Republican candidates jockeying to run against Democratic President Barack Obama, including frontrunners Mitt Romney and dark horse Tim Pawlenty, face significant communication hurdles, say public affairs pros.
Mitt Romney's challenge came to a head in a recent speech, in which he continued to support the healthcare plan he signed into law as governor of Massachusetts.
“Romney is a successful businessman,” says Christina Reynolds, MD of The Glover Park Group, “but the bulk of his time so far has been spent explaining something that used to be one of his accomplishments.”
“When you look at the headlines after that speech, it was all, ‘Mitt tries to defend and explain,' which is not a powerful position to be in,” she says. “When you start your communications from a defensive posture, it doesn't bode well for the rest of your campaign.”
Gail Gitcho, communications director for the Romney bid, could not be reached for comment. She is a 10-year veteran of Republican campaigns, including John McCain's run in 2008.
The challenge facing Tim Pawlenty, a former Minnesota governor, is summed up in a May 19 Time Magazine profile, titled "Mr. Nice Guy."
“He can't play nice forever,” says Vincent Harris, founder and CEO of Harris Media. “Even in the South Carolina debate, Pawlenty wouldn't attack Mitt Romney because he wasn't next to him on stage. But at some point the knives need to come out. And when they do, how he delivers those contrast messages will be very interesting.”

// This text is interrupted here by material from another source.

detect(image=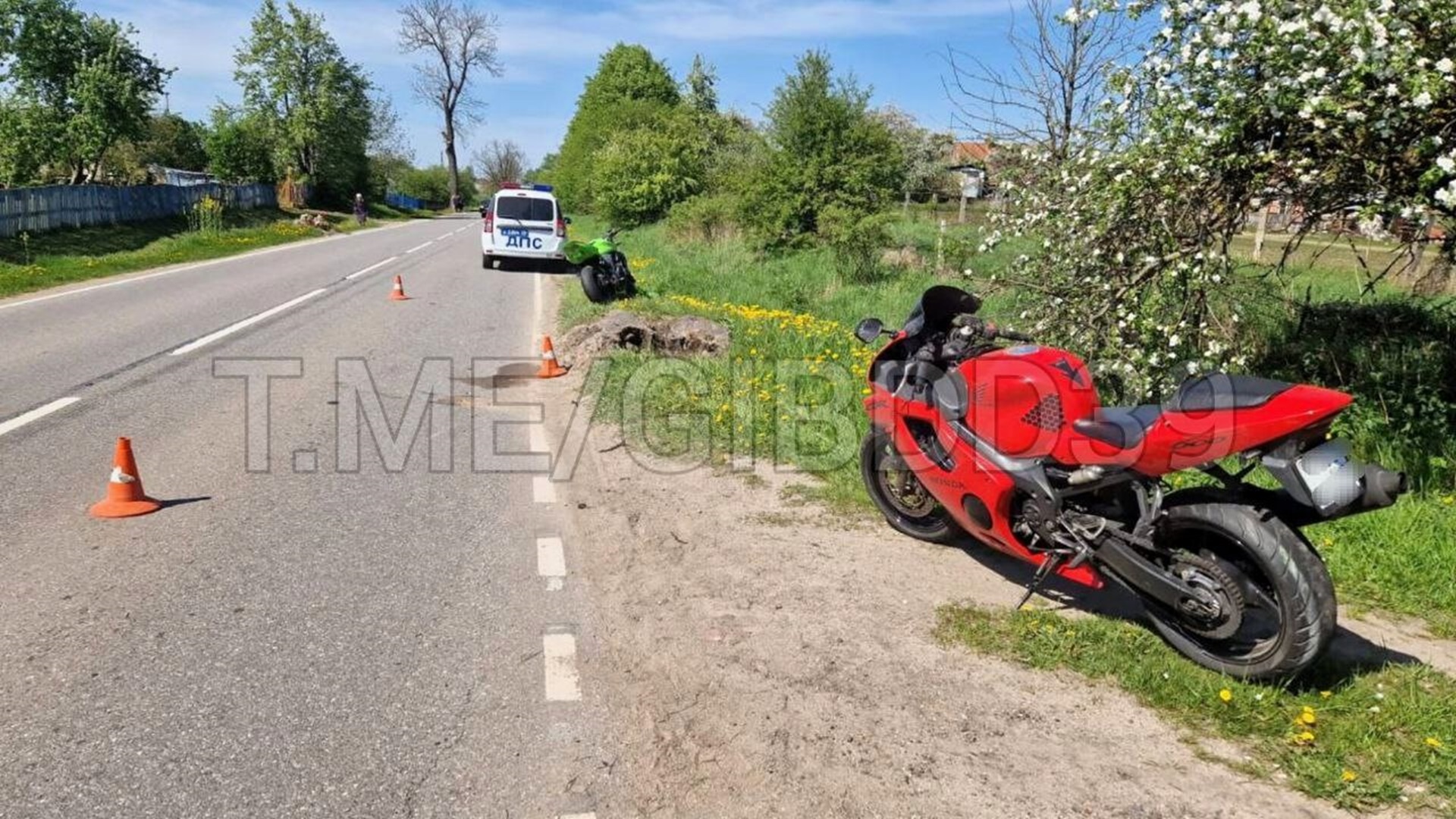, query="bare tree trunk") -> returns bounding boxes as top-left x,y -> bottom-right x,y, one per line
444,118 -> 460,210
1254,202 -> 1274,262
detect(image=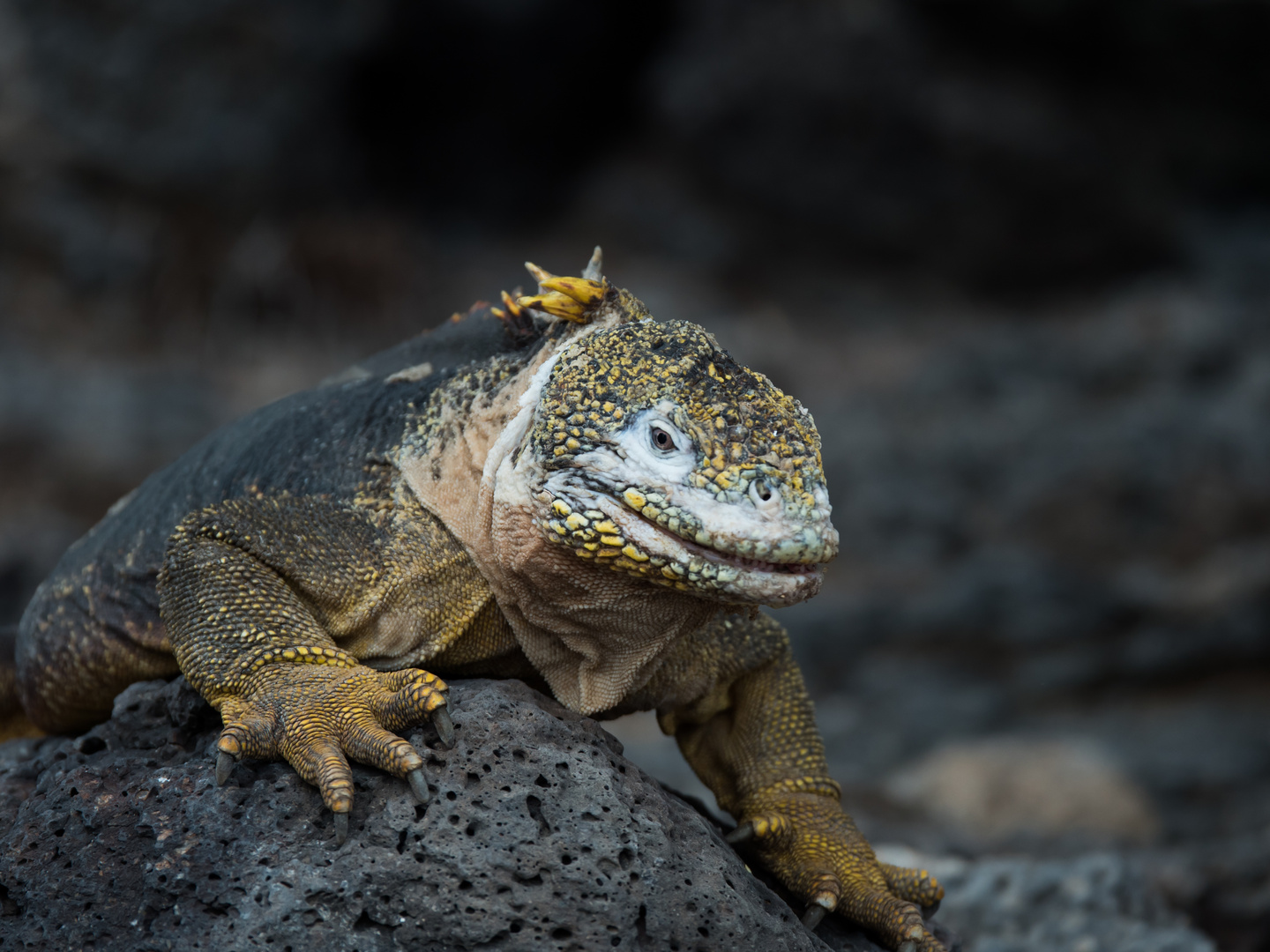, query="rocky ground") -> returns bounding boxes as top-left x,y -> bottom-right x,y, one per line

Harris says Pawlenty also has to convince voters, particularly in swing states, that he's “exciting and energetic enough.”

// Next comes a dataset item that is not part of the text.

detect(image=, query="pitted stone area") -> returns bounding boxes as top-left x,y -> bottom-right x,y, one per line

Alex Conant, press secretary for Tim Pawlenty, says his campaign's biggest asset is Pawlenty's character and back story. His mother passed away when he was young; his father was a truck driver.
“Unlike some people in the field, he hasn't run for or held national office before, so he starts in a lower place in terms of name recognition and familiarity,” says Conant. “But we see that as an opportunity because people are looking for a fresh face.”

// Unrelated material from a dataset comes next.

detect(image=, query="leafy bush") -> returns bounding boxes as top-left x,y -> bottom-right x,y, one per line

To help raise his profile, Conant says the campaign team has put social media at the forefront of the bid. “It is not a replacement for face-to-face interaction, but we are supplementing traditional campaigning with social media to engage supporters and voters,” he says.
For instance, they have leveraged Facebook to make announcements and hold town halls. Engage, a political media firm, is assisting with the digital strategy for the campaign.
“Social media is one space we have invested heavily in terms of recruiting talent,” Conant says.
Still, with the recent exits of Mike Huckabee and Donald Trump, there are no clear favorites for the Republican presidential nomination. But both Harris and Reynolds agree Mitch Daniels has the experience to be a strong contender – if the Indiana governor decides to throw his hat into the ring.
“The challenge with Daniels is the same problem we saw with the Democratic field a few years back. In the absence of a really strong frontrunner, people look to another person and say, ‘Clearly they are the answer, they are everything we are looking for',” says Reynolds. “But once they start, it takes a bit of the shine off.”
Given Obama's sophistication with social media, all the Republican candidates face the added challenge of how to best use online interaction in their communication.
Barack Obama's website prominently uses Facebook Connect to ask people “Are you in?”
“The application is genius because it captures data and creates this snowball effect, because people see their friends who support Obama,” Harris says. “Obama is leading Republicans again online.”